Pylance-release: intellisesne isn't working with .pyc modules

Created on 14 Aug 2020  路  8Comments  路  Source: microsoft/pylance-release

Environment data

  • Language Server version: 2020.8.1

  • OS and version: Windows 10
  • Python version: Python 3.6.5 |Anaconda, Inc.| (default, Mar 29 2018, 13:32:41) [MSC v.1900 64 bit (AMD64)] on win32
  • Expected behaviour

    When provided path to folder containing .pyc files in setting python.analysis.extraPaths intellisense should provide list of methods for modules in that folder.

    Actual behaviour

    Intellisense isn't able to resolve compiled modules (.pyc). It shows error -> Import "hello" could not be resolvedPylance (reportMissingImports). On based of reading else where I was under the impression that pylance can scrap info from .pycs to provide intellisense. Please correct me if I am wrong. I am using following command to compile

    python.exe -m compileall -b ..libraryhello.py

    I am attaching pseudo code intellisesne_pyc.zip. This folder contains workspace folder and library folder. The code in workspace folder imports module in library folder that is compiled. I hope this helps.

    intellisesne_pyc.zip

    compiled needs investigation

    All 8 comments

    Pylance cannot read info from compiled modules, no. Compiled code currently requires a stub to work, and we will not try and execute the compile code to learn of its contents. Note that MPLS didn't do this either for user code, but would for libraries.

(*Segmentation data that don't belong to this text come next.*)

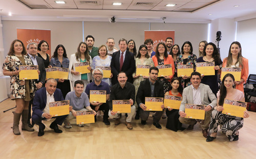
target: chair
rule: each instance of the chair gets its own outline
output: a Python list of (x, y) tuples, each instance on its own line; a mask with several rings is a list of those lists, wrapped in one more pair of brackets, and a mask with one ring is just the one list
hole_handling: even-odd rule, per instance
[[(244, 92), (246, 101), (248, 102), (251, 97), (256, 97), (256, 74), (250, 74), (248, 77), (247, 83), (253, 86), (253, 89), (250, 89), (249, 91), (246, 89), (247, 92)], [(246, 95), (245, 95), (246, 94)]]

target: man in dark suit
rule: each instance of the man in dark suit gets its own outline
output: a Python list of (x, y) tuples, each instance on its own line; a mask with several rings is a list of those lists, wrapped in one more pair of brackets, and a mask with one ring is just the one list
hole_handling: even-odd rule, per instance
[[(45, 134), (44, 130), (46, 126), (42, 123), (42, 120), (53, 118), (49, 114), (49, 103), (64, 100), (61, 91), (60, 89), (56, 89), (56, 86), (57, 81), (54, 78), (49, 78), (47, 80), (46, 87), (35, 92), (33, 102), (32, 118), (33, 121), (39, 126), (38, 137)], [(71, 111), (70, 107), (70, 111)], [(61, 133), (62, 131), (59, 129), (58, 125), (61, 125), (67, 116), (67, 115), (63, 115), (56, 117), (54, 121), (50, 125), (50, 128), (56, 133)]]
[(111, 72), (113, 77), (111, 80), (112, 85), (118, 83), (117, 75), (118, 73), (123, 71), (125, 72), (128, 79), (127, 82), (133, 83), (132, 74), (135, 71), (135, 60), (133, 53), (127, 49), (127, 40), (121, 38), (118, 42), (120, 50), (114, 52), (111, 60)]
[[(141, 119), (141, 124), (145, 125), (146, 121), (150, 115), (150, 111), (146, 110), (145, 105), (145, 97), (164, 97), (163, 86), (157, 81), (158, 68), (152, 67), (150, 69), (148, 75), (150, 78), (140, 82), (140, 87), (138, 90), (136, 96), (136, 101), (140, 107), (140, 115)], [(162, 111), (156, 111), (153, 118), (153, 124), (158, 128), (162, 128), (159, 124), (161, 117), (163, 115), (164, 105), (161, 105)]]
[[(35, 42), (31, 42), (27, 46), (27, 51), (28, 55), (30, 57), (33, 65), (38, 65), (38, 69), (40, 71), (38, 79), (35, 80), (36, 86), (37, 89), (39, 89), (45, 85), (46, 77), (46, 72), (44, 64), (44, 61), (40, 57), (36, 56), (37, 52), (37, 44)], [(32, 122), (30, 124), (30, 119), (31, 118), (31, 105), (33, 103), (33, 99), (30, 100), (29, 104), (29, 113), (28, 116), (28, 123), (30, 127), (34, 126), (34, 123)], [(27, 118), (26, 118), (27, 119)]]

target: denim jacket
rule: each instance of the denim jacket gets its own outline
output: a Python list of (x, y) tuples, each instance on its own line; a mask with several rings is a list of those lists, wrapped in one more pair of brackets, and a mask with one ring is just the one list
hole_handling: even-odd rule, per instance
[[(50, 62), (50, 65), (52, 67), (61, 67), (61, 64), (59, 61), (58, 58), (52, 58), (51, 59), (51, 61)], [(62, 67), (63, 68), (69, 68), (69, 60), (68, 58), (63, 57), (62, 60)]]

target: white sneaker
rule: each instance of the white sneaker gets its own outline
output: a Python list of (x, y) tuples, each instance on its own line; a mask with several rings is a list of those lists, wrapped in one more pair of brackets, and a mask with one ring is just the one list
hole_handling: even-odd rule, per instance
[(64, 120), (64, 127), (67, 128), (70, 128), (72, 127), (72, 125), (71, 125), (69, 121), (67, 119)]
[(84, 124), (78, 124), (79, 127), (83, 127), (84, 126)]

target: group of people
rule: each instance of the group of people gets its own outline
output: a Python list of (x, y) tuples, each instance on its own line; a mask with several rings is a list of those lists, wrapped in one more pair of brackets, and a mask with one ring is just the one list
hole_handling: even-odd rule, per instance
[[(30, 43), (25, 48), (19, 40), (11, 44), (8, 56), (3, 64), (3, 73), (11, 76), (11, 99), (15, 100), (16, 109), (14, 113), (13, 131), (20, 135), (18, 127), (22, 115), (22, 129), (34, 131), (34, 124), (39, 125), (38, 136), (44, 134), (45, 125), (42, 120), (55, 118), (50, 127), (57, 133), (62, 132), (58, 125), (67, 128), (72, 128), (70, 120), (76, 117), (76, 111), (93, 111), (94, 114), (102, 110), (104, 112), (103, 121), (110, 125), (109, 118), (115, 119), (115, 124), (120, 123), (121, 115), (113, 111), (113, 100), (129, 100), (131, 112), (126, 114), (125, 124), (129, 129), (133, 129), (132, 120), (141, 119), (142, 125), (146, 124), (150, 111), (145, 105), (145, 97), (162, 97), (165, 95), (182, 97), (179, 110), (164, 108), (154, 114), (153, 124), (161, 128), (159, 121), (167, 117), (166, 128), (174, 131), (183, 130), (182, 124), (189, 125), (188, 130), (193, 129), (197, 123), (196, 119), (186, 117), (185, 104), (205, 105), (204, 120), (201, 121), (203, 135), (206, 141), (211, 141), (216, 137), (218, 125), (222, 125), (222, 130), (226, 133), (230, 141), (238, 140), (238, 130), (243, 126), (243, 118), (224, 115), (224, 99), (244, 101), (243, 84), (248, 75), (248, 60), (242, 56), (241, 44), (233, 42), (229, 47), (228, 57), (222, 62), (216, 45), (205, 41), (199, 45), (200, 57), (193, 54), (192, 44), (185, 42), (181, 50), (177, 44), (173, 44), (173, 39), (167, 37), (165, 42), (159, 42), (156, 51), (153, 49), (153, 41), (145, 40), (140, 46), (138, 52), (133, 40), (127, 42), (121, 38), (118, 42), (119, 49), (115, 47), (114, 39), (109, 38), (106, 45), (94, 46), (95, 39), (89, 35), (86, 42), (81, 42), (76, 53), (68, 59), (62, 45), (57, 46), (53, 55), (50, 58), (46, 51), (49, 45), (45, 40), (37, 44)], [(80, 74), (76, 71), (75, 64), (89, 62), (87, 69), (89, 73)], [(214, 62), (215, 74), (204, 75), (196, 71), (197, 62)], [(158, 65), (170, 64), (172, 71), (168, 76), (158, 76)], [(178, 65), (193, 65), (194, 71), (190, 76), (177, 77)], [(136, 74), (138, 65), (150, 65), (148, 76)], [(38, 65), (38, 78), (23, 80), (19, 78), (20, 65)], [(111, 78), (103, 78), (103, 70), (98, 66), (110, 67)], [(46, 68), (58, 67), (69, 68), (68, 80), (49, 78), (46, 81)], [(219, 89), (219, 74), (222, 67), (241, 67), (240, 81), (235, 81), (230, 73), (225, 75)], [(184, 90), (183, 90), (184, 89)], [(106, 101), (90, 102), (90, 90), (103, 90), (106, 93)], [(53, 117), (49, 114), (49, 102), (70, 100), (70, 114)], [(32, 104), (32, 122), (30, 122), (31, 105)], [(217, 106), (217, 109), (215, 108)], [(249, 117), (247, 111), (244, 118)], [(96, 118), (95, 118), (97, 120)], [(236, 122), (234, 122), (236, 121)], [(78, 126), (83, 126), (79, 124)], [(209, 134), (208, 130), (210, 134)]]

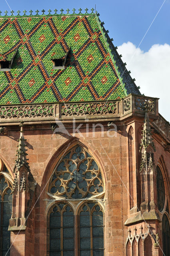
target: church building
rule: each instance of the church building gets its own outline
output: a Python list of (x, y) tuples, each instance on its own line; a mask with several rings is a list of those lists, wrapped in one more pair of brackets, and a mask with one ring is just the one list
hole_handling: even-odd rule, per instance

    Pylance does not attempt to extract type information from binary files. The interface to native files needs to be described with a type stub ("pyi") file. Many library authors are now providing such stubs with the latest versions of their packages, so please check that you have the latest version installed. If the latest version of the library is missing the stub, I encourage you to submit a request to the library author.

    Thank you for the quick reply. I am the library author and was experimenting with VS code configuration as if I am the user of library. We are already generating pyi files for pyds. We are using pybind11 tools to do that. I was expecting pyc to work out of the box. I will look into tools to generate pyi file. Please let me know if you have any recommendations.

    166 has a similar discussion. Producing stubs from the pyc files isn't advisable as they don't really contain the right kind of info. You may have a better experience writing the pyi files directly (this is what is being done in numpy, torch, etc), but I'm not sure what the size of your project is.

    Pylance cannot read info from compiled modules, no. Compiled code currently requires a stub to work, and we will not try and execute the compile code to learn of its contents. Note that MPLS didn't do this either for user code, but would for libraries.

    @jakebailey I got wrong impression because this comment https://github.com/microsoft/python-language-server/issues/1081#issuecomment-498068163. When I read that comment again I think it was in context of Jedi LS. Probably it works with Jedi?

    As far as I know, Jedi does not enable its "scraper" mode by default, and requires user configuration to allow it.

    Investigating solutions for compiled modules

    a new repo for stub is available at python-type-stubs. This is open for contributions. Snapshots from here will be periodically shipped with Pylance.

    This is the place to add stubs for compiled modules. As mentioned above, Pylance will not scrape compiled modules.